1893年8月、ゴーギャンはフランスに戻り、タヒチの題材を基に作品の制作を続けた。『マハナ・ノ・アトゥア(神の日)』、『ナヴェ・ナヴェ・モエ(聖なる泉、甘い夢)』などである[41]。1894年11月にポール・デュラン=リュエルの画廊で開かれた展覧会はある程度の成功を見せ、展示された40のうち11点が相当の高値で売れた。ゴーギャンは、画家がよく訪れるモンパルナス地区の外れにアパルトマンを借り、毎週「サロン」と称して集まりを開いた。この頃インド系とマレー系のハーフだという10代の少女を囲っており、『ジャワ女アンナ(カタルーニャ語版)』のモデルとしている[42]。

11月の展覧会の成功にもかかわらず、ゴーギャンはデュラン=リュエルとの取引を失っており、その理由は明らかでない。これによって、ゴーギャンはアメリカ市場への売り込みの機会を失った[43]。1894年初めには、紀行文『ノア・ノア』のために実験的手法による木版画を試みた。その年の夏には、ポン=タヴァンを再訪した。翌1895年、パリで作品の売立てを行ったがこれも失敗に終わった。同年3月、画商アンブロワーズ・ヴォラールが自分の画廊でゴーギャンの作品を展示したが、この時は2人は取引関係の合意には至らなかった[44]。

また、同年4月に開会した国民美術協会のサロンに、冬の間に陶芸家エルネスト・シャプレ(フランス語版)の協力を得て焼き上げていた陶製彫像『オヴィリ(英語版)』を提出した[45]。この作品はサロンに却下されたという説と、シャプレの後押しによってかろうじて入選したという説がある[46]。
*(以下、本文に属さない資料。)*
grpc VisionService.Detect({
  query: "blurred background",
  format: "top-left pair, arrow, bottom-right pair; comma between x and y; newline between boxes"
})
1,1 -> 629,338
この頃には、妻メットとの破局は決定的になっていた。2人が会うことはなく、金銭問題をめぐって争い続けた。ゴーギャンは、叔父イシドアから1万3000フランの遺産を相続したものの、当初妻に一銭も渡そうとしなかった。最終的に、メットには1500フランが分与されたものの、その後はシュフネッケルを通じてしか連絡をとろうとしなかった[47][33]。